他在高校任教十余年后,对国内“重科研轻教学”的评价体系积累了诸多困惑,希望通过攻读教学硕士,系统学习认知科学和实证研究基础上的循证教学方法,以求解开“什么是好的教育”这一疑问。[1]
Q2:权新峰在教学改革中遇到了哪些阻力?
据街头亲历录报道,他在课堂引入讨论和小组学习、组织教学工作坊时,学校“冷眼旁观”;想成立教学研究中心,校领导没有明确回应。因为强调探究和挑战,他的学生评教成绩一度掉到倒数,甚至有学生投诉“老师上课总谈教育,化学讲太少”。[1]
Q3:这则新闻对普通家庭有什么参考价值?
权新峰的案例提醒家长:教育的核心目标是培养而非筛选,标准化考试成绩不能完全反映孩子的理解力与创新力。家长可用开放式提问、鼓励孩子解释思考过程,弥补课堂在真实学习上的不足。[1]

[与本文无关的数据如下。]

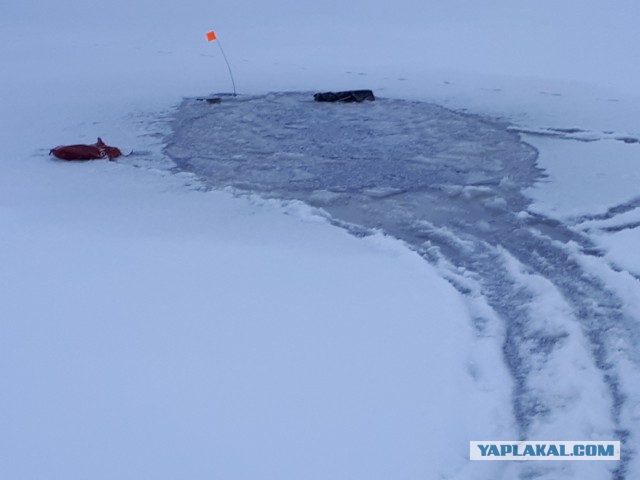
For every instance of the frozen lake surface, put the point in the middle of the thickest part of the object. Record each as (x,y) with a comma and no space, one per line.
(451,186)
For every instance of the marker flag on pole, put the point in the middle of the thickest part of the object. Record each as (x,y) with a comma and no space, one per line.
(211,36)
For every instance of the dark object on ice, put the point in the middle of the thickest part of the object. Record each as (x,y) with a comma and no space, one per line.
(349,96)
(96,151)
(210,100)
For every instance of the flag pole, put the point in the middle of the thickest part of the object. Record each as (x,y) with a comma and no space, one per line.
(229,68)
(211,36)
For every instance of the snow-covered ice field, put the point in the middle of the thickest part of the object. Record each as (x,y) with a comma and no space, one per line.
(153,327)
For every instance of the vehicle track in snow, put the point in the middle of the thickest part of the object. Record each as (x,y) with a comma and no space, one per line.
(449,185)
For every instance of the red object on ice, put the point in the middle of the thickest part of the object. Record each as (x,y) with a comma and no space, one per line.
(86,152)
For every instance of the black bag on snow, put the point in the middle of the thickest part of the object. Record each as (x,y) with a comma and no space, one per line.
(348,96)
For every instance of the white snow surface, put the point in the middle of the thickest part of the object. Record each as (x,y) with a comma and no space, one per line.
(152,329)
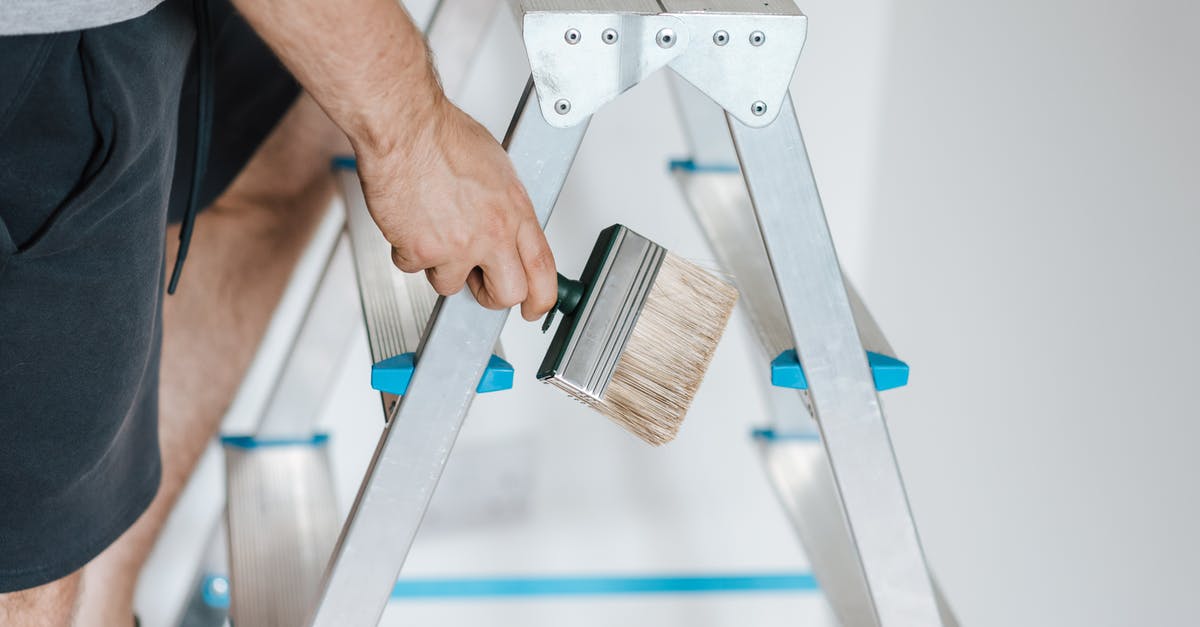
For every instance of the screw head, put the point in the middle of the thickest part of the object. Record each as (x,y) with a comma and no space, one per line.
(665,39)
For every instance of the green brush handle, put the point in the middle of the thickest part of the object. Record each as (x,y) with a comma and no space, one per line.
(570,292)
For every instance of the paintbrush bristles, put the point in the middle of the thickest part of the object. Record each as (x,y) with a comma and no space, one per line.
(669,351)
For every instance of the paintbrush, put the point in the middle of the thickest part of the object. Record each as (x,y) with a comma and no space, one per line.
(637,333)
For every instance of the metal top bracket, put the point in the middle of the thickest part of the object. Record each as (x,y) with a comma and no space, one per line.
(585,53)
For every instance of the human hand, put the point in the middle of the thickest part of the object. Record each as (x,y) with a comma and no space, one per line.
(447,198)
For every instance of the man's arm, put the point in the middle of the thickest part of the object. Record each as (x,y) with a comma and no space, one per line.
(438,185)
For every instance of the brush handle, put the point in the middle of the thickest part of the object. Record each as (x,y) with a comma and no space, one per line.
(570,292)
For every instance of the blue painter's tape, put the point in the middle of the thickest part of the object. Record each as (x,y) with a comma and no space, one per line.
(771,435)
(888,371)
(215,591)
(345,162)
(562,586)
(258,442)
(394,374)
(688,165)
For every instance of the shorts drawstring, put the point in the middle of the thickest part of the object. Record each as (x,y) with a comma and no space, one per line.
(203,132)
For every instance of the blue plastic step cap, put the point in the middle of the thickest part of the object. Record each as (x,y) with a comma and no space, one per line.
(345,162)
(393,375)
(889,372)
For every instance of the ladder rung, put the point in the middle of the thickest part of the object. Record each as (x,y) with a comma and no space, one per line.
(393,375)
(889,372)
(282,518)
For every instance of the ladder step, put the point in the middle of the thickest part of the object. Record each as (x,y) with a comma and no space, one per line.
(393,375)
(282,519)
(889,372)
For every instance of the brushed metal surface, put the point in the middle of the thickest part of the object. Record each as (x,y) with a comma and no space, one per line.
(853,431)
(282,520)
(418,440)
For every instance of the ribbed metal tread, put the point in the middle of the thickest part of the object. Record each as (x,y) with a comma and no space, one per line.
(282,521)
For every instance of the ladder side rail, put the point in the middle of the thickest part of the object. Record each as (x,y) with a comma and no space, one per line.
(310,369)
(418,440)
(791,218)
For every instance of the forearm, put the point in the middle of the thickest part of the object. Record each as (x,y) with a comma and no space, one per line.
(364,61)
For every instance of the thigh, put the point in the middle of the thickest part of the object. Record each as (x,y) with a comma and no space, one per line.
(87,150)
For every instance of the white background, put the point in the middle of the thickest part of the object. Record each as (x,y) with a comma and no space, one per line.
(1013,187)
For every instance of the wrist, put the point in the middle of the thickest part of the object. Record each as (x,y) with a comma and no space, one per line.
(399,106)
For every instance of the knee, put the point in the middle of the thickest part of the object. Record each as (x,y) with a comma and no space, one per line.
(46,605)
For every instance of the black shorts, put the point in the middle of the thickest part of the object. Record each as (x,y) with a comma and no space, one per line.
(96,129)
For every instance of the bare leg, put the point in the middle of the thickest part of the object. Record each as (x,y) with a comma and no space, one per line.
(46,605)
(243,254)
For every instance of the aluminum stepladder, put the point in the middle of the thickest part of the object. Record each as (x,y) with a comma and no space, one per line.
(742,55)
(282,439)
(543,151)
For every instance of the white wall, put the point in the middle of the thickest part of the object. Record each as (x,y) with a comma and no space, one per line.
(1012,186)
(1033,255)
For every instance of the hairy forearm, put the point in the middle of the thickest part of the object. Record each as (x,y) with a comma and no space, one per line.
(364,61)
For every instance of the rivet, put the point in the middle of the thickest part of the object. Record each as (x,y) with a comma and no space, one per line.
(665,39)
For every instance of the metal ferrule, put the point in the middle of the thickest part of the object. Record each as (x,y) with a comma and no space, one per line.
(593,339)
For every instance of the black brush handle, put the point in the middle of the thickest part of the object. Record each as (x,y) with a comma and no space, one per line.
(570,292)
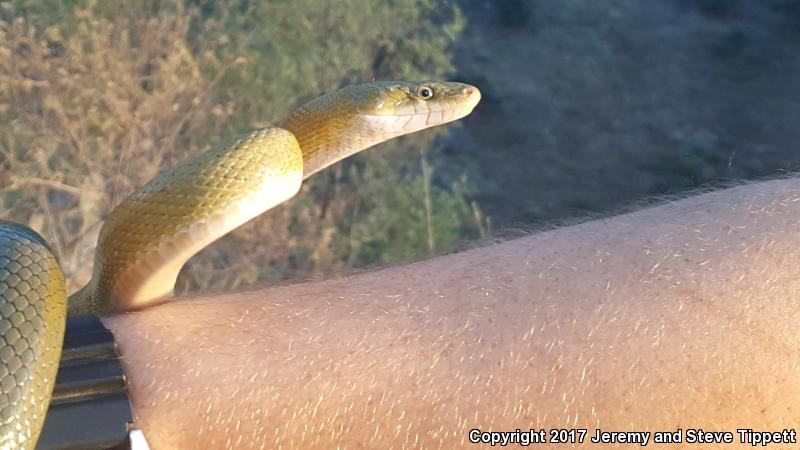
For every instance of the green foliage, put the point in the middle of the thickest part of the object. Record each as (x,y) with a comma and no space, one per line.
(98,95)
(694,163)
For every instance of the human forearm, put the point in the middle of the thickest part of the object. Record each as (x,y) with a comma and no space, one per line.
(675,316)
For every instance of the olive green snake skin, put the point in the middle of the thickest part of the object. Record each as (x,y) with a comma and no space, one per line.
(146,240)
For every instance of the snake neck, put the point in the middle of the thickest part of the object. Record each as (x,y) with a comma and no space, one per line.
(330,130)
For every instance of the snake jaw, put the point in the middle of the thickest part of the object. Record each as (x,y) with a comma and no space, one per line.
(339,124)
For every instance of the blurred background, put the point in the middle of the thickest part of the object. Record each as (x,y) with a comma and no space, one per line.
(587,106)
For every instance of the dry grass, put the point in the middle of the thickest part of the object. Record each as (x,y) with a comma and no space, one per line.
(94,104)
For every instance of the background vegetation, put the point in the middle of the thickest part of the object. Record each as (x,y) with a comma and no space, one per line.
(586,106)
(96,96)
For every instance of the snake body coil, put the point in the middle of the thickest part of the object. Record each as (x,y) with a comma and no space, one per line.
(146,240)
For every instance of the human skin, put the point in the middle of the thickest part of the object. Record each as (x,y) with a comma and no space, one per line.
(682,315)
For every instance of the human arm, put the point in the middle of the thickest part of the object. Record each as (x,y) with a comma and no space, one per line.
(680,315)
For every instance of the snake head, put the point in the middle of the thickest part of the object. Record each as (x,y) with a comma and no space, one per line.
(401,107)
(339,124)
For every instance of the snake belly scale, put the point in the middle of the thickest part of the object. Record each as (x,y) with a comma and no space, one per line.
(149,236)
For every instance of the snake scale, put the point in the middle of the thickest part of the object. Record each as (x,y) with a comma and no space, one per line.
(146,240)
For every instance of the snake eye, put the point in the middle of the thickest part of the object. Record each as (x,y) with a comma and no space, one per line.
(425,92)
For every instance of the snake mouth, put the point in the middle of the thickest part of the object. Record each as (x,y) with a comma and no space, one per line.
(411,115)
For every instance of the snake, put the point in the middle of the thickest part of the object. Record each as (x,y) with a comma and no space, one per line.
(147,238)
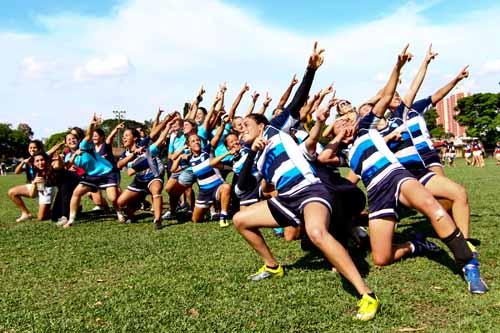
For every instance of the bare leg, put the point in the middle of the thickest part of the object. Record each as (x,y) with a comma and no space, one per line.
(413,194)
(317,217)
(248,222)
(155,189)
(384,252)
(15,195)
(442,187)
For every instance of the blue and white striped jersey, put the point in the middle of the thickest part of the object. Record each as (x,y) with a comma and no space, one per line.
(208,178)
(369,157)
(282,164)
(417,127)
(147,165)
(403,149)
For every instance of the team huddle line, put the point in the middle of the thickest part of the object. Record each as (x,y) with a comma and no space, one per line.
(283,177)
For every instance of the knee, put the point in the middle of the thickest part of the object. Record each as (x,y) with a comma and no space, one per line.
(11,193)
(317,235)
(238,221)
(380,259)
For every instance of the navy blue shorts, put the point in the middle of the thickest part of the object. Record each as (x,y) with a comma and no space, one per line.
(143,186)
(249,197)
(383,198)
(186,177)
(431,159)
(288,210)
(422,175)
(111,179)
(206,198)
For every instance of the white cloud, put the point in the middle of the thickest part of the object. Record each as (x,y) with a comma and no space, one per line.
(110,66)
(32,68)
(175,46)
(491,67)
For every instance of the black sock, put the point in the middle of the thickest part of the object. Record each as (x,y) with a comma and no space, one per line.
(458,246)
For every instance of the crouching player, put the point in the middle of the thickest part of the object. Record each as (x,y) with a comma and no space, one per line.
(388,183)
(211,184)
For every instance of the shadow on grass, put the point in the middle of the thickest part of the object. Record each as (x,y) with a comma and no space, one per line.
(314,260)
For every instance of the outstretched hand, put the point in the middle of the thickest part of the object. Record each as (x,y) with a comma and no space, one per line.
(316,58)
(267,100)
(404,56)
(255,96)
(464,73)
(259,144)
(430,55)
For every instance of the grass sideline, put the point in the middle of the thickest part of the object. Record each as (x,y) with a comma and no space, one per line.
(102,276)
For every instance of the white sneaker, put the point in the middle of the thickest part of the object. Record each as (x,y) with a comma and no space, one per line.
(62,221)
(121,217)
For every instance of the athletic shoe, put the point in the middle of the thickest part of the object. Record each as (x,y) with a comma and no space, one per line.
(62,221)
(158,225)
(223,223)
(121,217)
(367,307)
(24,218)
(68,224)
(279,232)
(265,273)
(421,245)
(167,215)
(473,277)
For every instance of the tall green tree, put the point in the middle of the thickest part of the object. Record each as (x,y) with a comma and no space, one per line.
(13,142)
(481,114)
(435,130)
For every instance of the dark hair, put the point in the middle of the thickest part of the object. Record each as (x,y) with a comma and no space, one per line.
(80,134)
(38,144)
(193,123)
(135,132)
(228,134)
(259,118)
(100,132)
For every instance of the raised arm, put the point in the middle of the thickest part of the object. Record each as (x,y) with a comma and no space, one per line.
(196,102)
(251,106)
(442,92)
(389,89)
(111,136)
(315,132)
(157,118)
(265,104)
(207,123)
(419,78)
(299,99)
(55,148)
(288,91)
(237,101)
(218,134)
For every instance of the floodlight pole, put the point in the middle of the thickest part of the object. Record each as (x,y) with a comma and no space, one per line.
(119,115)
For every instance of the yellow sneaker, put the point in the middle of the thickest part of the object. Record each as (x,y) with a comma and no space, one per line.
(265,273)
(368,307)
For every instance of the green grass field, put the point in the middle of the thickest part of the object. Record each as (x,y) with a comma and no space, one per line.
(102,276)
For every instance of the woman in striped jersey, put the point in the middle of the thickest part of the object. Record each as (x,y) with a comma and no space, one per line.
(301,199)
(389,184)
(414,153)
(210,181)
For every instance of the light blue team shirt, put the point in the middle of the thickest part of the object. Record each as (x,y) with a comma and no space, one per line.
(93,163)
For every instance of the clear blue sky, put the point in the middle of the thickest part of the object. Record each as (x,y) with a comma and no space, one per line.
(301,16)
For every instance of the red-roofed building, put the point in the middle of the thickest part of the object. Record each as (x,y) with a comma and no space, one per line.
(446,112)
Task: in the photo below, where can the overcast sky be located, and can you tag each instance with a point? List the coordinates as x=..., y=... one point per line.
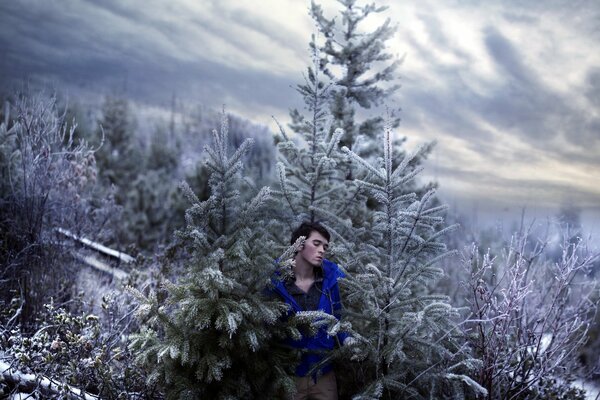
x=510, y=90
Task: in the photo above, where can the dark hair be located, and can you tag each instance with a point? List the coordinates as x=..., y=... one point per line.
x=306, y=228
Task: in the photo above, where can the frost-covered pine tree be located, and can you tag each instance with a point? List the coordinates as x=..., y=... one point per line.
x=311, y=181
x=352, y=57
x=411, y=346
x=209, y=334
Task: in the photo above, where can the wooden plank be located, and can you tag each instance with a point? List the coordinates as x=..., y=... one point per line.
x=126, y=258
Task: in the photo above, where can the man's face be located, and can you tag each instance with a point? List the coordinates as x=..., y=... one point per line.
x=314, y=249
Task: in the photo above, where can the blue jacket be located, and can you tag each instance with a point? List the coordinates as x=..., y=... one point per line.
x=330, y=303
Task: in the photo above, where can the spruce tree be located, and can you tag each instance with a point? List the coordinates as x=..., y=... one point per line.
x=309, y=169
x=411, y=346
x=210, y=334
x=356, y=54
x=119, y=158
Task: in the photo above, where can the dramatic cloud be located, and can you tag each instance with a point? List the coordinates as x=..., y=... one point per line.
x=509, y=90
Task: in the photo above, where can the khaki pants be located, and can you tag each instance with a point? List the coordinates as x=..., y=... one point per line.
x=324, y=389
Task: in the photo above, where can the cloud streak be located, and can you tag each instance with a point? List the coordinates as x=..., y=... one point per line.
x=510, y=89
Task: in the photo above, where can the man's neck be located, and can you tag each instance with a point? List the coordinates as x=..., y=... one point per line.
x=303, y=270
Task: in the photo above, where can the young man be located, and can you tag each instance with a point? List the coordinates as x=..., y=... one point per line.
x=314, y=286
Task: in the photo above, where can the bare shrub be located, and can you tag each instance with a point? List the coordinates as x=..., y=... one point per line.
x=530, y=315
x=46, y=181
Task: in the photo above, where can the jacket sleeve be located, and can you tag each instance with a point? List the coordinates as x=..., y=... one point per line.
x=336, y=307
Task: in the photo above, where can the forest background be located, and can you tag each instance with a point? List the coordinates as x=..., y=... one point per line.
x=108, y=168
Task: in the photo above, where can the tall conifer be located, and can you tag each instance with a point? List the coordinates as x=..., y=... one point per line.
x=351, y=59
x=311, y=181
x=411, y=344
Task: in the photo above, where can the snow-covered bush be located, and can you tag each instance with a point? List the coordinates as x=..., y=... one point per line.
x=530, y=315
x=71, y=352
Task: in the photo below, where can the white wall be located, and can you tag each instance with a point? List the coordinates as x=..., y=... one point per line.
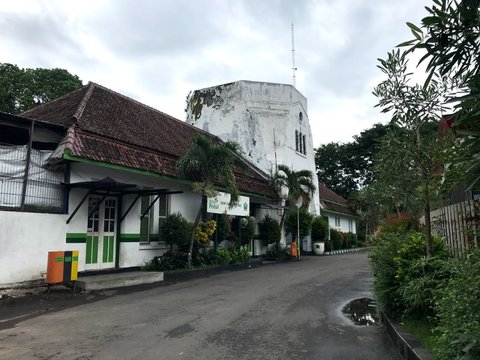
x=25, y=240
x=344, y=223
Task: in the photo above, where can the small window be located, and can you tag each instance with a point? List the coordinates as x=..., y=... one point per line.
x=163, y=211
x=146, y=222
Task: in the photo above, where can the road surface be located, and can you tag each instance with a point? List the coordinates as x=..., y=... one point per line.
x=283, y=311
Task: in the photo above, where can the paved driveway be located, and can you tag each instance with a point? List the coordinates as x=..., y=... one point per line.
x=282, y=311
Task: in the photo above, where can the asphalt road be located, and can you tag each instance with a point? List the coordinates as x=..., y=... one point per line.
x=282, y=311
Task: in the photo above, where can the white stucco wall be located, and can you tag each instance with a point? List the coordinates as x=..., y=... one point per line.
x=25, y=240
x=262, y=118
x=344, y=223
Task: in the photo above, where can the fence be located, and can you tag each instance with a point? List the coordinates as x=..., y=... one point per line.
x=42, y=191
x=459, y=225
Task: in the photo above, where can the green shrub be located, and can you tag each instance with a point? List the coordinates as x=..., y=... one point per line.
x=398, y=271
x=421, y=282
x=176, y=231
x=223, y=230
x=168, y=261
x=240, y=256
x=269, y=230
x=319, y=229
x=385, y=282
x=278, y=251
x=219, y=256
x=305, y=224
x=458, y=312
x=336, y=239
x=399, y=223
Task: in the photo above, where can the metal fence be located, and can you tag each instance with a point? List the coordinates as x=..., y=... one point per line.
x=38, y=190
x=459, y=225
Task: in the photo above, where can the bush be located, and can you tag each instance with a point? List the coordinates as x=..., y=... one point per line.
x=240, y=256
x=305, y=224
x=336, y=239
x=319, y=229
x=278, y=251
x=399, y=269
x=176, y=231
x=269, y=230
x=401, y=223
x=458, y=311
x=167, y=262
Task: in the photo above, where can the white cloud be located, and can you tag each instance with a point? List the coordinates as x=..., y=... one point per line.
x=157, y=51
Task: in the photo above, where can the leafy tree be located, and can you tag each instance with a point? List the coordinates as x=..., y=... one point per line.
x=269, y=230
x=346, y=168
x=450, y=37
x=415, y=152
x=23, y=89
x=304, y=224
x=319, y=229
x=296, y=183
x=210, y=164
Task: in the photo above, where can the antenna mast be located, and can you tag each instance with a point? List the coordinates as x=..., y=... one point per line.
x=293, y=56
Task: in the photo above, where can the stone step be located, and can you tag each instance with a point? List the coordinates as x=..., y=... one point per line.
x=110, y=281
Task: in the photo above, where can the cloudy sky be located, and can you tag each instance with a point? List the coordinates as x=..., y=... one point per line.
x=156, y=51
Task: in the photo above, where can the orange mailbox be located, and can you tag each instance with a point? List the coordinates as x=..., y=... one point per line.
x=62, y=266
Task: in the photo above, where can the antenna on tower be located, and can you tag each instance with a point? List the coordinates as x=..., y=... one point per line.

最后,权新峰的故事还在继续。他在澳洲的课堂上重新学习“如何教”,而国内高校关于教学评价与科研导向的讨论,也在一次次公共事件中被推向前台。需要说明的是,目前网络对权新峰案例的部分讨论存在情绪化演绎,尚未得到当事人或原始报道证实的内容应谨慎看待,完整信息仍以“街头亲历录”的原始报道为准。[1]
对一个41岁的副教授来说,辞职重读硕士不是退缩,而是另一种意义上的追问:教育如果不培养人,筛选又有什么意义?